Abstract

Background: Percutaneous cholecystostomy is an alternative treatment for emergent cholecystectomy in severe acute cholecystitis patients. The adequate timing to perform percutaneous cholecystostomy is still unclear. Aims: The aim of this study was to determine the adequate timing for percutaneous cholecystostomy in patients of severe acute cholecystitis. Methods: From 2008 to 2010, patients treated by percutaneous cholecystostomy for acute cholecystitis in a single medical center were retrospectively reviewed. Results: A total of 218 patients were reviewed including 156 male and 62 female. The mean age was 74.3 years old. We divided the patients in three groups according to the time period between percutaneous cholecystostomy and the time when the procedure was indicated.

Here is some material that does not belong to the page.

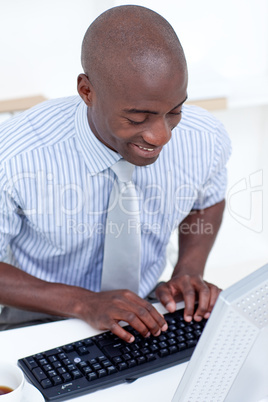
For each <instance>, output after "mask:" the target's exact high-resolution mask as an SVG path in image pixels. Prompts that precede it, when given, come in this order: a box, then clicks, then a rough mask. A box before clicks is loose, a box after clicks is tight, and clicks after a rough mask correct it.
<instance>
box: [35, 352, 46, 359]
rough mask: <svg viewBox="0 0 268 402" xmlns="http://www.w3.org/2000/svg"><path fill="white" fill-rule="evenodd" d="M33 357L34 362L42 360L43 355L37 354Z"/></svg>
mask: <svg viewBox="0 0 268 402" xmlns="http://www.w3.org/2000/svg"><path fill="white" fill-rule="evenodd" d="M34 357H35V359H36V360H40V359H43V357H44V355H43V353H37V354H36V355H34Z"/></svg>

The numbers of patients are group A, <12 hours, n=75; group B, 12-48 hours, n=70, and group C, >48 hours, n=73. The baseline characteristics analysis showed significant older age in group A (A, 7.2; B, 74.6; C, 71.0 year-old, P=0.043). The indications of percutaneous cholecystostomy showed there was a higher percentage of sepsis in group A than in the other two groups (A, 33.3%; B, 31.43%; C, 16.4%, P=0.042). The lab data before percutaneous cholecystostomy demonstrated that there were higher total bilirubin level (A, 2.97; B, 1.80; C, 2.00 mg/dl, P=0.019) and AST (A, 129.7; B, 70.3; C, 59.1 U/L, P=0.004) in group A. Although worst in lab data, the group received percutaneous cholecystostomy early within 12 hours (group A) had significantly less in-hospital days (A, 15.95; B, 18.49; C, 22.19 day, P=0.039). Notably, no significant higher incidence of the procedure-related complications including dislodgement, bleeding, malposition, bile leakage, and infection was found in group A. In addition, no significant difference of in-hospital mortality was found among three groups. Conclusions: Early percutaneous cholecystostomy within 12 hours from the indicated time can reduce in-hospital days without increasing the procedure related complications and in-hospital mortality. Further prospective study is deserved to prove this concept and improve patient care.